If you are a U.S. resident, then please take note of the following:

Do Not Track

At this time our Online Offerings do not recognize or respond to “Do Not Track” browser signals.  For more information on “Do Not Track”, please visit your browser’s support page.

Usage by Children

This Online Offering is not directed to children under the age of thirteen. We will not knowingly collect personal data from children under the age of thirteen without insisting that they seek prior parental consent if required by applicable law. We will only use or disclose personal data about a child to the extent permitted by law, to seek parental consent, pursuant to local law and regulations or to protect a child.

State Rights

Depending on the US state in which you reside, you may have special rights with respect to your personal data. Below you will find information in case the California Consumer Privacy Act applies to you.
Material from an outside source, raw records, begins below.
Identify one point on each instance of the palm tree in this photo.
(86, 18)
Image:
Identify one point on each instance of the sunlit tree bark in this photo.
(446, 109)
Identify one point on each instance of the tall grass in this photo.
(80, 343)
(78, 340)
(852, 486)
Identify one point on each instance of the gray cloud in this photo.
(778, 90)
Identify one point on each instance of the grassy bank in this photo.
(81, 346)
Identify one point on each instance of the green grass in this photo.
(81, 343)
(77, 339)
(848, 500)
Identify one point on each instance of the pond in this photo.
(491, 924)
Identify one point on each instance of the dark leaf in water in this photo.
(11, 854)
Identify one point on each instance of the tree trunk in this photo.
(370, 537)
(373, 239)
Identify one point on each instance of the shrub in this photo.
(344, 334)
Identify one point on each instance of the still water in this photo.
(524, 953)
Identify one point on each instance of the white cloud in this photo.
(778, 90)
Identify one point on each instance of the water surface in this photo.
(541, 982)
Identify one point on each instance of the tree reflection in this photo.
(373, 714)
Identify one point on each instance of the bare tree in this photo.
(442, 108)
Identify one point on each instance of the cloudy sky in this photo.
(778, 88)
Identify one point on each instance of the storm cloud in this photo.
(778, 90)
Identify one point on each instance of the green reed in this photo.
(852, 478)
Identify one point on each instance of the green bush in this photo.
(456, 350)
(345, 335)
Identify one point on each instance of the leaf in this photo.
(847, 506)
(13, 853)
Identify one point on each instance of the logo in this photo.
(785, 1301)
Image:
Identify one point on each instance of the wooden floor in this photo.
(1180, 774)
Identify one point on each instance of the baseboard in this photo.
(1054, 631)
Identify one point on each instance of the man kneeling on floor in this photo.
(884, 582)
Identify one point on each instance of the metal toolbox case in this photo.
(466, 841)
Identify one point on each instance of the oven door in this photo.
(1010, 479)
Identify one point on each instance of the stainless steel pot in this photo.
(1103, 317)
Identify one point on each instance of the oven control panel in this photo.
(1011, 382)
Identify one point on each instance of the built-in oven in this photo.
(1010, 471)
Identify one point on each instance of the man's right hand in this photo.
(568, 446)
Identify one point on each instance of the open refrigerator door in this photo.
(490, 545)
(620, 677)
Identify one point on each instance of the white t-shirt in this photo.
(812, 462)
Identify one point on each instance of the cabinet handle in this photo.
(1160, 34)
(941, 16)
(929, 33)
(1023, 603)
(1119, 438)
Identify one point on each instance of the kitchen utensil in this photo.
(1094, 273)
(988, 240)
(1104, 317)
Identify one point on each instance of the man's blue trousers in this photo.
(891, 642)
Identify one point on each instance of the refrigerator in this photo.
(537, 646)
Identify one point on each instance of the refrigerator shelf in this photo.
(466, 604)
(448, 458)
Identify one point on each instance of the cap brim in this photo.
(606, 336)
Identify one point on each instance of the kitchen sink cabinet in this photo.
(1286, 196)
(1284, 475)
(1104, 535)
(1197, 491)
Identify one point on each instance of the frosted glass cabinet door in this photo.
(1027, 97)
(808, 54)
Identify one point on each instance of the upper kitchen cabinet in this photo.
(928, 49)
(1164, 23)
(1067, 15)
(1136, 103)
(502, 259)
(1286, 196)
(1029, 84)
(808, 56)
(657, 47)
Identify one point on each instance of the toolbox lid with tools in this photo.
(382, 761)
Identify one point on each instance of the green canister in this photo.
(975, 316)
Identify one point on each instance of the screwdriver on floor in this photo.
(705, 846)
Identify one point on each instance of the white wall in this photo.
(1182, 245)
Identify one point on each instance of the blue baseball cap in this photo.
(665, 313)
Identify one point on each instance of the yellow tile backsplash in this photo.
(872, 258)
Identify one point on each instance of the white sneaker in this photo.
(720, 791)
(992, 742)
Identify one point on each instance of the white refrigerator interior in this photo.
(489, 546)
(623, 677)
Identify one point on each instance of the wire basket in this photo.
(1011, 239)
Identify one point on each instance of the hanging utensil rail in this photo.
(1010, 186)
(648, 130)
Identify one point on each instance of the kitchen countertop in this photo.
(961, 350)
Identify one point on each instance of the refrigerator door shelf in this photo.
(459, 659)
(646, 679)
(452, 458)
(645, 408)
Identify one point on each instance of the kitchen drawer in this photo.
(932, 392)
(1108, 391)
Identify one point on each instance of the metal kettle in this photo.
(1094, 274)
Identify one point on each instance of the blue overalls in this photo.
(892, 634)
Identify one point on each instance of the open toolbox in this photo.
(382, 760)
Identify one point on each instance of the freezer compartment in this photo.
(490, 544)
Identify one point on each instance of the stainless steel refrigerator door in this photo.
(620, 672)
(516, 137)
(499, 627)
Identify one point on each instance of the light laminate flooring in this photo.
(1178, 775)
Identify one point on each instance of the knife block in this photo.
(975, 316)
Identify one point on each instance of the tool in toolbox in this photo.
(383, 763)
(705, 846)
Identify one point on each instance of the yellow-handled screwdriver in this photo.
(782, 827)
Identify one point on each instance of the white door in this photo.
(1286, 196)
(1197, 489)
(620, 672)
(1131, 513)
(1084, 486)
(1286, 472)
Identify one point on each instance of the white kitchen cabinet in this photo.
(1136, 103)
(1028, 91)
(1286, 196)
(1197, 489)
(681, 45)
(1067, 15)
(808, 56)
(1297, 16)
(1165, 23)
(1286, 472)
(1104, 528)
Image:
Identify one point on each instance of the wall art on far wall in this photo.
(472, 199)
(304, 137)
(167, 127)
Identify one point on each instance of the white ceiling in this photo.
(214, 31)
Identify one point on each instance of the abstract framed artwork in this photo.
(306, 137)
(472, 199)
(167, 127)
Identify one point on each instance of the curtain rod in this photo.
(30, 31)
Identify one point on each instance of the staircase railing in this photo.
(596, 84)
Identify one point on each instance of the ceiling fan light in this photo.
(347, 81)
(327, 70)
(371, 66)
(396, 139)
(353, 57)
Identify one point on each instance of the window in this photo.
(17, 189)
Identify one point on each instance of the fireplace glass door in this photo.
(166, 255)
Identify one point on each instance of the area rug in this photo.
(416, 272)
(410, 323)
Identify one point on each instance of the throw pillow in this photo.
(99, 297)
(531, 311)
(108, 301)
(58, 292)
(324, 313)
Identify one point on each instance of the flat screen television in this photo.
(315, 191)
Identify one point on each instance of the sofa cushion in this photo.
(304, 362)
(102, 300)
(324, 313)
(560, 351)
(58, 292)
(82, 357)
California’s “Shine The Light” law:

California’s “Shine The Light” law permits those of our customers who are California residents to annually request a list of their personal information (if any) that we have disclosed to third parties for direct marketing purposes in the preceding calendar year, and the names and addresses of those third parties. At this time, we currently do not share any personal information with third parties for their direct marketing purposes.

Rights:

California residents have the right to request that we delete the personal information that we have collected about that resident. Please note that there are circumstances under which such a right of deletion does not apply, such as where it is reasonable for us to maintain the personal information to:

• Complete the transaction for which the personal information was collected, provide a good or service requested or reasonably anticipated, or otherwise perform a contract with the resident.
• Detect security incidents; protect against malicious, deceptive, fraudulent or illegal activity; or prosecute those responsible for that activity.
• Debug to identify and repair errors that impair existing intended functionality.
• Exercise free speech, ensure the right of another resident to exercise his or her right of free speech, or exercise another right provided for by law, or Comply with a legal obligation.
• Comply with the California Electronic Communications Privacy Act.
• Engage in public or peer-reviewed scientific, historical, or statistical research in the public interest (when deletion of the information is likely to render impossible or seriously impair the achievement of such research) if the resident has provided informed consent.
• To enable solely internal uses that are reasonably aligned with the resident's expectations based on the relationship with us.
• To otherwise use the personal information, internally, in a lawful manner that is compatible with the context in which the resident provided the information.

California residents have the right to request that we disclose, with respect to that resident,

• The categories of personal information we have collected.
• The categories of sources from which we collected the personal information.
• The purpose for collecting or selling personal information.
• The categories of third parties with whom we share personal information.
• The specific pieces of personal information we have collected.

Please note that, in general, the categories of personal information we collect include those identified in our Website Privacy Policy.

California residents have the right to not be discriminated against by us for any exercise of these rights.